CloudSearch is a fully-managed, full-featured search service in the AWS Cloud that makes it easy to set up, manage, and scale a search solution.
You can quickly add rich search capabilities to your website or application.
CloudSearch
Automatically provisions the required resources.
Deploys a highly tuned search index.
Easy configuration and can be up & running in less than one hour.
Search and ability to upload searchable data.
Automatically scales for data and traffic.
Self-healing clusters
High availability with Multi-AZ
CloudSearch uses Apache Solr as the underlying text search engine and
Apache Solr is highly reliable, scalable and fault tolerant, providing distributed indexing, replication and load-balanced querying, automated failover and recovery, centralized configuration and more. Solr powers the search and navigation features of many of the world's largest internet sites.
Can be used to index and search both structured and unstructured data.
Content can come from multiple sources and can include database fields along with files in a variety of formats, web pages, and so on.
Supports indexing features like algorithmic stemming , dictionary stemming, stopword dictionary.
Stemming is the process of reducing a word to its root form. This ensures variants of a word match during a search. ; am, are, is ⇒ be
Algorithmic stemmers, which stem words based on a set of rules.
Dictionary stemmers, which stem words by looking them up in a dictionary.
They are filler words that help sentences flow better, but provide very little context on their own. Stop words are usually words like “to”, “I”, “has”, “the”, “be”, “or”, etc.
Can support customizable result ranking i.e. relevancy.
Supports search features for text search, different query types (range, boolean etc), sorting, facets for filtering, grouping etc-
Supports enhanced features for auto suggestions, highlighting, spatial search, fuzzy search etc
CloudSearch supports Multi-AZ option and it deploys additional instances in a second AZ in the same region.
CloudSearch can offer significantly lower total cost of ownership compared to operating and managing your own search environment.
Search domain is a data container and a set of services that make the data searchable.
Document service that allows data uploading to domain for indexing.
Search service that enables search requests against the indexed data.
Configuration service for controlling the domains behavior (include relevance ranking)
Search domain can’t be automatically migrated from one region to another. New domain in the target region needs to be created, configured and data uploaded, and then the original domain deleted.

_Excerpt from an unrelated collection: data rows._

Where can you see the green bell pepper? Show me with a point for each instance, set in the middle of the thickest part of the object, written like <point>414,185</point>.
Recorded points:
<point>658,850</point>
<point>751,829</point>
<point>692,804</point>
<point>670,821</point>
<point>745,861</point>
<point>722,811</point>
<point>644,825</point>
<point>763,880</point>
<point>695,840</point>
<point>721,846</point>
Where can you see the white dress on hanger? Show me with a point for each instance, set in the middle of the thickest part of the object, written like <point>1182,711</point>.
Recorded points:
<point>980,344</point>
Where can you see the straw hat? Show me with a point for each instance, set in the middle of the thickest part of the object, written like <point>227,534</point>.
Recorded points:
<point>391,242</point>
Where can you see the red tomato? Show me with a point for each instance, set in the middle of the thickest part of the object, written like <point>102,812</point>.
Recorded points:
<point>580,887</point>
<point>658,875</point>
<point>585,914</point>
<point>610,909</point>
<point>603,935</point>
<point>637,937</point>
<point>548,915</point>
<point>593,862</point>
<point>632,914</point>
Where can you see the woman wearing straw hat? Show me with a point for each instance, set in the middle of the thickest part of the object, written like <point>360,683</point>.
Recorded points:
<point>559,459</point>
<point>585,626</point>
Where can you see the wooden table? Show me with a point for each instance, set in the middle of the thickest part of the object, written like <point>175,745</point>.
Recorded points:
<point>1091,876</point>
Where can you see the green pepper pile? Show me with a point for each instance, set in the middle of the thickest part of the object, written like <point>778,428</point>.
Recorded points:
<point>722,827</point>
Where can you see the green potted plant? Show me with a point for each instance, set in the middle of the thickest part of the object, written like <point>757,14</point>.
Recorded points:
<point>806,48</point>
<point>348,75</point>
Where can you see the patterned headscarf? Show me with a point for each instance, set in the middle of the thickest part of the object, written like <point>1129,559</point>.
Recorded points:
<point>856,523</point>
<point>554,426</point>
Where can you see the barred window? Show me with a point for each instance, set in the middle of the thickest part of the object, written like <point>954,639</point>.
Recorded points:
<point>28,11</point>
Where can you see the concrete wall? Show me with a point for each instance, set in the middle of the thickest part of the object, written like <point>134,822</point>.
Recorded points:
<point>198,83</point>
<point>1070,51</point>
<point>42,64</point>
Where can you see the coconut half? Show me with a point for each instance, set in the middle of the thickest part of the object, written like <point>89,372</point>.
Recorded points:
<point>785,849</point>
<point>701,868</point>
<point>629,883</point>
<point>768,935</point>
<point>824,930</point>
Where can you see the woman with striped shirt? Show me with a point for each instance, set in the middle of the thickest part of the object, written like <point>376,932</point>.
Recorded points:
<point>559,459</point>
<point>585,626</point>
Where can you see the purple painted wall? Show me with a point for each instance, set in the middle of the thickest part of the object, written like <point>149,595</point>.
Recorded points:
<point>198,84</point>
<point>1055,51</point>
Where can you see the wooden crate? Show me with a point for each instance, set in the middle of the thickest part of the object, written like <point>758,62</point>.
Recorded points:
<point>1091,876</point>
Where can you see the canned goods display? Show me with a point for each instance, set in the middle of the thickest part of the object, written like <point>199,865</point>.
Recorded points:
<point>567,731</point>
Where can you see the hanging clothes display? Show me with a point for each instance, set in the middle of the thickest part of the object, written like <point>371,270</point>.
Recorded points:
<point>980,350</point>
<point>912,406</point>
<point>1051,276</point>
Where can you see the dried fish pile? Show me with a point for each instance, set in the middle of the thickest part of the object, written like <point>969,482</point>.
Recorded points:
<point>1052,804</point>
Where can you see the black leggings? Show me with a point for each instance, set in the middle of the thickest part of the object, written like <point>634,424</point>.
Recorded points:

Indexed data to be made searchable
Can be submitted through a REST based web service url.
Has to be in JSON or XML format.
Is represented as a document with a unique document ID and multiple fields either to be search on to needed to be just retrieved.
CloudSearch generates a search index from the document data according to the index fields configured for the domain.
Data updates can be submitted by to add, update and delete documents.
Data can be uploaded using secure and encrypted SSL HTTPS connection.
Search domains scale in two dimensions: data and traffic
A search instance is a single search engine in the cloud that indexes documents and responds to search requests with a finite amount of RAM and CPU resources for indexing data and processing requests.
Search domain can have one or more search partitions, portion of the data which fits on a single search instance, and the number of search partitions can change as the documents are indexed
CloudSearch can determine the size and number of search instances required to deliver low latency, high throughput search performance.
When a search domain is created , a single instance is deployed.
CloudSearch automatically scales the domain by adding instances as the volume of data or traffic increases.
Scaling for data
CloudSearch handles scaling for data by
Vertical scaling by increasing the size of the instance, when the amount of data exceeds a single search instance.
Horizontal scaling using search partitions, when the amount of data exceeds the capacity of the largest search instance type.
Number of search instances required to hold the index partitions is sometimes referred to as the domain’s width.
CloudSearch reduces the number of partitions and size of search instances if the amount of data reduces.
Scaling for traffic
CloudSearch handles Scaling for traffic by
Vertical scaling by increasing the size of the instance, when the amount of traffic exceeds a single search instance.
Horizontal scaling by deploying a duplicate search instance to provide additional processing power i.e. the complete number of partitions are duplicated.
CloudSearch reduces the number of partitions and size of search instances if the traffic reduces.
Number of duplicate search instances is sometimes referred to as the domain’s depth.
CloudSearch provides features to index and search both structured data and plain text as well as unstructured data like pdf, word documents.
CloudSearch provides near real-time indexing for document updates.
Indexing features include
tokenization,
stopwords,
stemming
synonyms
Search features include
faceted search ; Faceted search refers to a way to explore large amounts of data by displaying summaries about various partitions of the data and later allowing to narrow the navigation to a specific partition. Analyze, organize, and filter large sets of product inventory based on filters such as size, color, price, and brand.
free text search, Boolean search expressions,
customizable relevance ranking, query time rank expressions,
grouping
field weighting, searching and sorting
Other features like
Autocomplete suggestions
Highlighting
Geospatial search
New data types: date, double, 64 bit signed int, LatLon
Dynamic fields
Index field statistics
Sloppy phrase search
Term boosting
Enhanced range searching for all field types
Search filters that don’t affect relevance
Support for multiple query parsers: simple, structured, lucene, dismax
Query parser configuration options